A key aspect of Pasquali’s leadership has been the fostering of interdisciplinary collaborations that bridge chemical engineering, physics, chemistry, and materials science. Through these partnerships, his group advances the experimental techniques and theoretical models necessary to comprehend and manipulate the flows of complex fluids at multiple length and time scales. This approach not only enriches fundamental understanding but also drives innovation in manufacturing processes, enabling the design of new materials with desired properties and functionalities.

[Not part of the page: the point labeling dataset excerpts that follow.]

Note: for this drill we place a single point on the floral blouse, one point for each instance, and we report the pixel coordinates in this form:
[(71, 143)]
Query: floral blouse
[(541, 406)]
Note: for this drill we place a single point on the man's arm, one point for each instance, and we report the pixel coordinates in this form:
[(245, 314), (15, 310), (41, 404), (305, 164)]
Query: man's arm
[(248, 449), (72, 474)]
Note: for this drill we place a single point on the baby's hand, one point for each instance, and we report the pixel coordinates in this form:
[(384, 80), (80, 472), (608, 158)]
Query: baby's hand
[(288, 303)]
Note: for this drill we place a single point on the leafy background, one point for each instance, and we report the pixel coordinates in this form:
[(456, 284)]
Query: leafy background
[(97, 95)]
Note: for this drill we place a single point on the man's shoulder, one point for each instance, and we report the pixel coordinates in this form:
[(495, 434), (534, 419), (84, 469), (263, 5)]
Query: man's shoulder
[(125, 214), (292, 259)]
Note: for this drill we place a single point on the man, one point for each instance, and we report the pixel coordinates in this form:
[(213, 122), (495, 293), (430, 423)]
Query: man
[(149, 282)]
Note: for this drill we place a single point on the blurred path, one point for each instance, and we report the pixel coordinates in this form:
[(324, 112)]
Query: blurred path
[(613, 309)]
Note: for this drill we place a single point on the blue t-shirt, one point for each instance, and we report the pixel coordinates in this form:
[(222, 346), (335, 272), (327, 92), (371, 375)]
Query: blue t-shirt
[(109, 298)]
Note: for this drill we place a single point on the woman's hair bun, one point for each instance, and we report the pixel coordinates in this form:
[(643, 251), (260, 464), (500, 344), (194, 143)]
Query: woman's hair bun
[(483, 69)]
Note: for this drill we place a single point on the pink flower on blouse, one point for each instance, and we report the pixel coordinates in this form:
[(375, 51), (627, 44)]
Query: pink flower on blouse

Recognizing the broader implications of his work, Pasquali also directs the Carbon Hub, a unique coalition of universities and industry aiming to develop sustainable carbon materials as part of the energy and materials transition. This initiative focuses on eco-friendly carbon fiber and composite technologies that reduce the carbon footprint of construction and manufacturing sectors while enhancing performance. Supported by corporate partners and the Kavli Foundation’s Exploration Award in Nanoscience for Sustainability, the Carbon Hub exemplifies how fundamental materials research translates to global environmental and economic challenges.
Throughout his distinguished career, Pasquali has received numerous accolades reflecting his scientific excellence and mentorship. Prior honors include fellowships in the American Physical Society and the American Association for the Advancement of Science, alongside awards such as the Rice Presidential Award for Mentoring and the National Science Foundation CAREER Award. These honors complement his recent election as a SoR fellow, collectively acknowledging his broad impact in advancing materials science and rheology.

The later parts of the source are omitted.